One of basketball's greatest ever players, Kobe Bryant, played the final game of his 20-year NBA career Wednesday, helping his Los Angeles Lakers team clinch a victory from the grasp of the Utah Jazz.
Described on the night by fellow Lakers legend Magic Johnson as "the greatest" to ever wear the purple and gold, Bryant alone outscored the Jazz in the fourth quarter by 23-21, stunning the crowd in this much-anticipated farewell match.
He played to a sold-out arena, with tickets on the secondary market ranging from about $700 to $10,000, the most expensive one reportedly having been snatched up for $27,500.
"Man, I can't believe how fast 20 years went by," said Bryant, addressing the crowd from center court once the game was done. "It's crazy, absolutely crazy to be standing here on the same court with you guys, with my team mates behind me.
"All I can do here is thank you guys for all the years of support, all the years of inspiration. This has been unbelievable. I can't believe it has come to an end," Bryant told the spectators, according to Reuters, before he was showered by a storm of purple and gold confetti.

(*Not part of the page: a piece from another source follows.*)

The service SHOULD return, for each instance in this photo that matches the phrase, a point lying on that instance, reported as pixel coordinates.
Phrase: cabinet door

But the night began with that other Lakers great, Magic Johnson, standing at center court, speaking to the legions of Lakers fans.
"We are here to celebrate greatness," said Johnson, "For 20 years, excellence. For 20 years, Kobe Bryant has never cheated the game, he has never cheated us as fans.

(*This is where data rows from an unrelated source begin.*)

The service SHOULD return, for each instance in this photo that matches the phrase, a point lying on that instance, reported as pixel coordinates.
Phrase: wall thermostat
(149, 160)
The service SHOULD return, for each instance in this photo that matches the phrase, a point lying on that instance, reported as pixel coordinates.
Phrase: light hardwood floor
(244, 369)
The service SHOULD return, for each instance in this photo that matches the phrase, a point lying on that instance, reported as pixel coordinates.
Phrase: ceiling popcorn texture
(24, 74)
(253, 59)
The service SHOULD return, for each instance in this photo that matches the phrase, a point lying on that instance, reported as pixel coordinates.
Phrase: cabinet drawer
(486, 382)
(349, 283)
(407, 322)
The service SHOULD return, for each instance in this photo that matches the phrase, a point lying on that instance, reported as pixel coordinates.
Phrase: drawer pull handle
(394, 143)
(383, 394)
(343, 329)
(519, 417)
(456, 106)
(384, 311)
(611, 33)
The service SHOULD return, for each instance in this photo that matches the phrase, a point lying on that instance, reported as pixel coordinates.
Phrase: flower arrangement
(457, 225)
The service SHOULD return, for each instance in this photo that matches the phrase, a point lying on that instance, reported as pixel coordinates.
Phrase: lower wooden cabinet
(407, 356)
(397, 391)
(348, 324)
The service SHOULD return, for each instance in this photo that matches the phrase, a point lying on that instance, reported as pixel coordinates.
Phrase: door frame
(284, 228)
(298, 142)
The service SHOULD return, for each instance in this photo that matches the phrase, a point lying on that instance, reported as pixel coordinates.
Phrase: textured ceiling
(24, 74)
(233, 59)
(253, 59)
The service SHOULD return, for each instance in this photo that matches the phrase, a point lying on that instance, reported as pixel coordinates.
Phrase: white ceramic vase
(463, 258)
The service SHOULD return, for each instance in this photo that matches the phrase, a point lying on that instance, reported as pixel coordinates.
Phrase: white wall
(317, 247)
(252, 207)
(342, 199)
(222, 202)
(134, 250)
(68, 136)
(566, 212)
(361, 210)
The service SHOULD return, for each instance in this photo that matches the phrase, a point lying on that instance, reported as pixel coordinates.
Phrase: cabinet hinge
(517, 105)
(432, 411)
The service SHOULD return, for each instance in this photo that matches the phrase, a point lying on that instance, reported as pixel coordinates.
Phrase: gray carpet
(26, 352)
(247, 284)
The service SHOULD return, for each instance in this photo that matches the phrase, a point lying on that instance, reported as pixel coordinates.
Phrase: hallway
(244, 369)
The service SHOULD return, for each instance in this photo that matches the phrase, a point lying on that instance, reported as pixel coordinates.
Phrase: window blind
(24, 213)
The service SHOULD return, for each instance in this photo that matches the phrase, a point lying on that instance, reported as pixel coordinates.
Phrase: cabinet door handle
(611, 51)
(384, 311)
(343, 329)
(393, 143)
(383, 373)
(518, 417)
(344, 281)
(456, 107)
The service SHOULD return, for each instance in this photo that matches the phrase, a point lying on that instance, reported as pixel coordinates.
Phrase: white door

"He has played through injury, he has played hurt and we have five championships banners to show for it."
But Bryant refused to accept Johnson's accolade of being the Lakers' greatest ever player, responding by saying that Johnson was his "hero" and will "always be No. 1."
While this season has not been the Lakers' finest, Bryant put on a spectacular show for his final appearance, attempting 50 shots, more than any other NBA player in the past 30 seasons, scoring a season high of 60 points, and leading the charge as his team came from behind to snatch victory.

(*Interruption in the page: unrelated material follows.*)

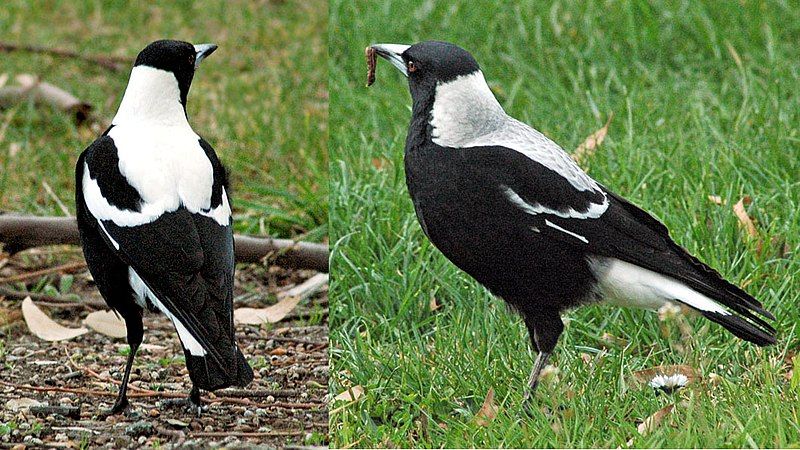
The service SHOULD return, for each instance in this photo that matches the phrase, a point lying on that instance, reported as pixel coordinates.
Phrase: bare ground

"He shot. He shot some more. He kept shooting," wrote Bill Plaschke for the Los Angeles Times. "Shots from the courtside seats, from underneath the basket, on wild drives, off crazy dribbles, back to the basket, feet in the air, hands in his face, shooting forever."
There were tributes from other NBA greats, teammates and opponents alike, such as LeBron James and Pau Gasol, and from stars of the music world including Snoop Dogg, Taylor Swift, and Justin Timberlake.
Red Hot Chili Peppers bassist, Flea, played the national anthem in the style of Jimi Hendrix.
Hollywood legend Jack Nicholson wrapped up one of the video tributes: "You have been an inspiration to us all and LA loves you."
Material from Reuters was used in this report.